Perguntas frequentes sobre os apagões e a crise em Cuba
Quanto tempo podem durar os apagões em Cuba?
Os apagões em Cuba podem durar mais de 30 horas, como foi documentado em Matanzas, uma das províncias mais afetadas. A crise energética na ilha se intensificou, com déficits significativos na geração de energia elétrica, o que provoca interrupções prolongadas no fornecimento de eletricidade.
Como os apagões afetam a vida diária dos cubanos?
Os apagões prolongados em Cuba afetam gravemente a vida cotidiana dos cidadãos. As famílias enfrentam dificuldades para conservar alimentos, cozinhar e realizar tarefas diárias. A falta de eletricidade também interrompe o fornecimento de água e afeta outros serviços básicos, agravando as condições de vida na ilha.

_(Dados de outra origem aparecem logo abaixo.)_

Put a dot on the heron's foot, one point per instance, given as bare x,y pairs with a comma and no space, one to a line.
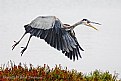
24,48
15,44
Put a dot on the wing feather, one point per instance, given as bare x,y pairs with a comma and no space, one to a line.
51,30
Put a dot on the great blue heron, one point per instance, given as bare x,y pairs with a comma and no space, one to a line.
56,34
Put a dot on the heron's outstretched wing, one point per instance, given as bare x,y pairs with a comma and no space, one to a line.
51,30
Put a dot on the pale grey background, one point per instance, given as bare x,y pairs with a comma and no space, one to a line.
102,48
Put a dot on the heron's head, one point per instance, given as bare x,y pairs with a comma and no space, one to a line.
88,23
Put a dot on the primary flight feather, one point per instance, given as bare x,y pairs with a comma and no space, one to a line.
56,34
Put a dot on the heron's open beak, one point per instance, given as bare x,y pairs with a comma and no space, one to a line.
87,24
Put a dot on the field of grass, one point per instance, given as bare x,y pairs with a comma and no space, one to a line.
20,72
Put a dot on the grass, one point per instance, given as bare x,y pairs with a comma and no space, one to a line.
21,72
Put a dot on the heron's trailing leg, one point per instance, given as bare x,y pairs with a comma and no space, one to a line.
24,48
18,41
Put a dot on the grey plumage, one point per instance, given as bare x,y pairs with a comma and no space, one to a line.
55,34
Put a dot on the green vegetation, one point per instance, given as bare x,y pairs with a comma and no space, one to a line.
12,72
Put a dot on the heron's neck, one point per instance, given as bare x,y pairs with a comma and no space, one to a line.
76,24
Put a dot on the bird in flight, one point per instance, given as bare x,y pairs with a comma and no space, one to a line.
56,34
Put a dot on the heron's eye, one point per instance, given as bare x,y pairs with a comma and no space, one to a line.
84,20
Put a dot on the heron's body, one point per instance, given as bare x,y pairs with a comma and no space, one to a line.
56,34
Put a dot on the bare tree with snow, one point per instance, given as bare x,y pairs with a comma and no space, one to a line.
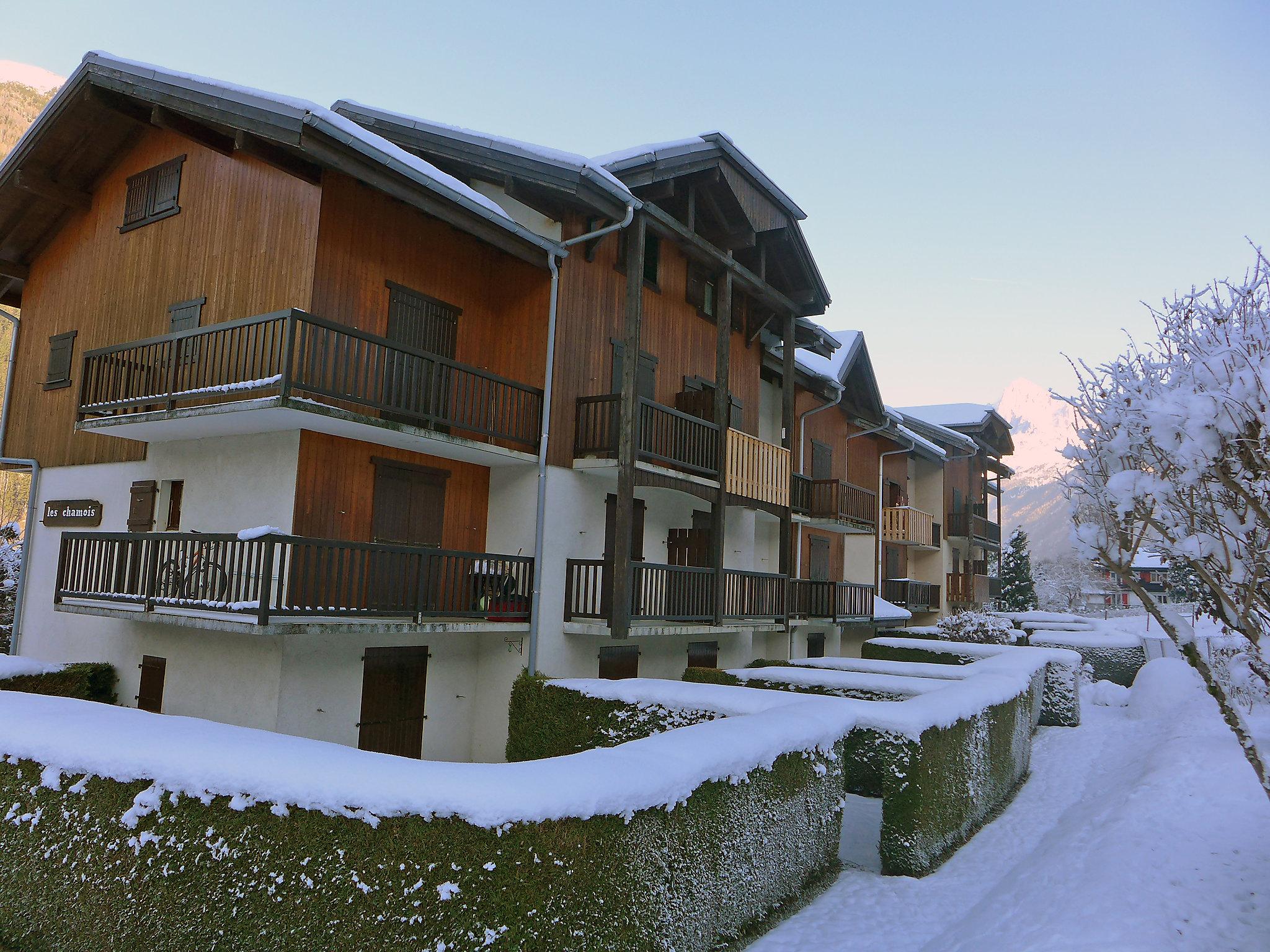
1175,454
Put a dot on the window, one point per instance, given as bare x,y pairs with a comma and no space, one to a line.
175,490
149,696
703,654
619,662
153,195
60,350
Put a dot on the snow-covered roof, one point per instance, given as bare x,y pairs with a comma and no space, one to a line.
559,157
886,612
634,156
304,112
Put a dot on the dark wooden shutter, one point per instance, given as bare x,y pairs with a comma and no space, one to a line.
619,662
818,565
703,654
394,687
150,691
637,527
61,348
422,323
141,506
822,461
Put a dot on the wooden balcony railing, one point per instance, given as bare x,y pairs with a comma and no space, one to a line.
843,503
293,353
906,526
915,596
801,494
664,434
672,593
833,601
977,528
968,589
291,575
757,469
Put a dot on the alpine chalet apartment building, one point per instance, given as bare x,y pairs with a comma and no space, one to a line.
340,418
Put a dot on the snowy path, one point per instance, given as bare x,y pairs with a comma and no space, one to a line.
1129,835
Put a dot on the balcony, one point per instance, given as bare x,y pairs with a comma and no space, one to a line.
977,528
664,436
838,506
293,369
832,601
912,594
672,593
757,470
906,526
288,576
969,589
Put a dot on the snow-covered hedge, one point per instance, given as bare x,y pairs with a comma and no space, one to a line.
1113,655
88,681
186,834
943,760
1060,703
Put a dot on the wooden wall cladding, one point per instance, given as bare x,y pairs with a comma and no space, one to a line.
335,490
246,239
592,312
367,238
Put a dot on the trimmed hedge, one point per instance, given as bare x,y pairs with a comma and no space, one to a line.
1118,663
195,875
549,721
938,790
87,681
1059,705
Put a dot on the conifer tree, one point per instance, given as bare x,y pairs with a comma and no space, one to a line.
1018,587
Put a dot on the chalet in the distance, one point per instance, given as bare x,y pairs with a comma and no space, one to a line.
370,413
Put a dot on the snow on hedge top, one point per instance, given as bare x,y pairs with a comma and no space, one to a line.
874,682
201,758
18,667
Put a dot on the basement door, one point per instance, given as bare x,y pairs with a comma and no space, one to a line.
408,509
393,694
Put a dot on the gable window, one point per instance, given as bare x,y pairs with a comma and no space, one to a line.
153,195
61,347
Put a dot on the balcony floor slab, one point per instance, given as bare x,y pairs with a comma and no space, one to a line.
238,624
273,414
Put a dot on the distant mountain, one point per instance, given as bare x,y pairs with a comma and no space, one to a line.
1042,427
24,90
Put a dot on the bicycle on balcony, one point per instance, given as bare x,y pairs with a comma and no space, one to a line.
193,575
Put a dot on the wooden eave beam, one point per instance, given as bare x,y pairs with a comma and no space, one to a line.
168,120
12,270
668,226
278,157
38,184
417,196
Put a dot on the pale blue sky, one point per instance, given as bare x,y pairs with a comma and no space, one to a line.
987,184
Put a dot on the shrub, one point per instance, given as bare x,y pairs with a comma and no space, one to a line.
978,627
87,681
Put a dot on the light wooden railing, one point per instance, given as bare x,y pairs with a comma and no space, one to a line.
757,469
906,526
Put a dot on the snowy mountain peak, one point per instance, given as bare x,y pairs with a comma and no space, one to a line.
1042,427
35,76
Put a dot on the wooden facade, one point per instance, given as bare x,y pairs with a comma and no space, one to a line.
335,491
246,239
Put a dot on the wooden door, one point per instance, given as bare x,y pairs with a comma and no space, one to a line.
408,509
394,682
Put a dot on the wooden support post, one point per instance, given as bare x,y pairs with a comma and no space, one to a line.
722,414
628,432
788,436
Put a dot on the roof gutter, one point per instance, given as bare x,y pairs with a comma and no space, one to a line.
545,434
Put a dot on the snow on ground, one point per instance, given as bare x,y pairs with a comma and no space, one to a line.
1134,835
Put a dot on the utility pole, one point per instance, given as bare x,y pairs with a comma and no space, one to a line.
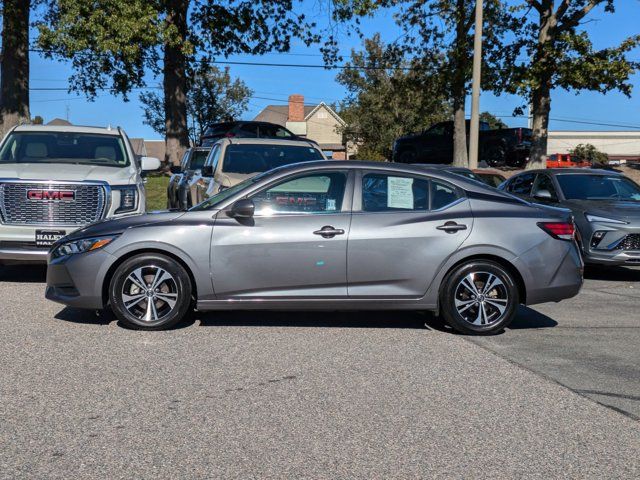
474,131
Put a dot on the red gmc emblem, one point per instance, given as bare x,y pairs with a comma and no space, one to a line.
52,195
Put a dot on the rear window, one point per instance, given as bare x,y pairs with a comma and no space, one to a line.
246,159
64,147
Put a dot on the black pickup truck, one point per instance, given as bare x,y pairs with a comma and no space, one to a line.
498,148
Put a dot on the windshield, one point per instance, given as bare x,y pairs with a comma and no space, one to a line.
246,159
64,147
197,159
598,187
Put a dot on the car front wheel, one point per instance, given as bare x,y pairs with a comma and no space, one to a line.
150,292
479,298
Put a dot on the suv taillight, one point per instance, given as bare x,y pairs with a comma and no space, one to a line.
559,230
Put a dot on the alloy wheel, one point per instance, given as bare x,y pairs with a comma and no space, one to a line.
481,298
149,293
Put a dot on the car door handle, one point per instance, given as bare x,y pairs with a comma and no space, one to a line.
328,232
452,227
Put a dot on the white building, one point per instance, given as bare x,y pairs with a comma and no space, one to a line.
618,145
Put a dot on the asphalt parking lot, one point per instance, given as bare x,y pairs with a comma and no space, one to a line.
344,395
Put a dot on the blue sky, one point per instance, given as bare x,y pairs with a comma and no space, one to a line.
273,85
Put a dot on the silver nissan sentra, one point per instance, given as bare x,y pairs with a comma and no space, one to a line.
331,236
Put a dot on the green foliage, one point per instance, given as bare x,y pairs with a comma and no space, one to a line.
493,121
589,153
564,56
213,97
384,103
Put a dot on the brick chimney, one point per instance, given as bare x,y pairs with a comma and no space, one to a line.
296,108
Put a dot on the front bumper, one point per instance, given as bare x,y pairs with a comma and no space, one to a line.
77,280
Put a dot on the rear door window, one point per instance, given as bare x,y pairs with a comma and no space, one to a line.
383,192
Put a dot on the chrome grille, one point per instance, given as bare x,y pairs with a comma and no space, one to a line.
630,242
16,209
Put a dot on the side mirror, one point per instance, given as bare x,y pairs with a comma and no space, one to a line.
242,209
543,195
149,164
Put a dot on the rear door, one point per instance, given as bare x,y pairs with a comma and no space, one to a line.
403,228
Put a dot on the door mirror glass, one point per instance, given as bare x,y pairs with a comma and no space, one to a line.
243,208
543,195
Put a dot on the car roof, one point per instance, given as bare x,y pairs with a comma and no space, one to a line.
576,171
265,141
444,174
68,129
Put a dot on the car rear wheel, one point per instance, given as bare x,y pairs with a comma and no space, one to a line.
479,298
150,292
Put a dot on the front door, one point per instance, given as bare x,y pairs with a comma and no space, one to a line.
295,245
402,230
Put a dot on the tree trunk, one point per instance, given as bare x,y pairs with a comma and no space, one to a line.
541,94
458,90
14,66
175,85
541,103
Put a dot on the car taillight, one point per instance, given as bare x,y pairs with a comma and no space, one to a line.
559,230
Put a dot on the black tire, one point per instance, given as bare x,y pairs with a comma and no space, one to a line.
495,155
483,307
171,297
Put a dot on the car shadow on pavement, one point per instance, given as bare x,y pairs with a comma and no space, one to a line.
330,319
23,273
526,319
613,274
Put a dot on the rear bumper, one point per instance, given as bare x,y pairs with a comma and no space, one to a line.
565,282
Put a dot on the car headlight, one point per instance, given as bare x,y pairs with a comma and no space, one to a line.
596,218
128,199
81,246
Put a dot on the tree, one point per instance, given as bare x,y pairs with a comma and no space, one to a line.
493,121
388,96
589,153
113,44
14,65
441,31
561,55
212,97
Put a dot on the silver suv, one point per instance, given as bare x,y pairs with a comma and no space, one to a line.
56,179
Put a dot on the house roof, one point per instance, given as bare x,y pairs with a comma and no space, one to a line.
279,114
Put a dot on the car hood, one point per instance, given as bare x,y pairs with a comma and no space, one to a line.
624,210
66,172
115,226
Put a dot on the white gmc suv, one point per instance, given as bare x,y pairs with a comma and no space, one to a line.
56,179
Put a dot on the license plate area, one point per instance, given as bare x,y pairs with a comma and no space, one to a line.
46,238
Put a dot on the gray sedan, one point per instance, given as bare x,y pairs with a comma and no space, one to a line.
331,236
605,205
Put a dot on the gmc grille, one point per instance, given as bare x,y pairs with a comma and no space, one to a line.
88,206
630,242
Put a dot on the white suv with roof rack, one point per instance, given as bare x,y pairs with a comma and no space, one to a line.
56,179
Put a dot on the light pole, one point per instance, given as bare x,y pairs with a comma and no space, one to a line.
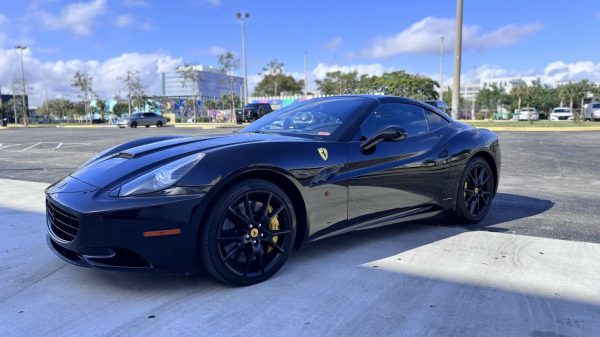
442,68
25,108
242,18
457,59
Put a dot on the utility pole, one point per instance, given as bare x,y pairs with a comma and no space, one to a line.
457,60
442,68
25,108
242,18
305,74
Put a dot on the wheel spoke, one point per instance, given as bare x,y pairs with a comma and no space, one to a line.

Quais medidas os cubanos tomam para enfrentar os apagões?
Para enfrentar os apagões, os cubanos recorrem a geradores elétricos quando possível, e utilizam carvão para cozinhar devido à falta de gás. Além disso, tentam armazenar água e realizar todas as tarefas domésticas durante as poucas horas em que há eletricidade. A comunidade também se organiza para compartilhar recursos e apoiar-se mutuamente.
Qual é a situação econômica atual em Cuba em relação aos apagões?
A situação econômica em Cuba é crítica, com uma inflação galopante que afeta os preços dos alimentos e outros bens básicos. Os apagões prolongados contribuem para a perda de alimentos e produtos perecíveis, o que representa um golpe econômico adicional para as famílias que já enfrentam preços elevados e salários insuficientes.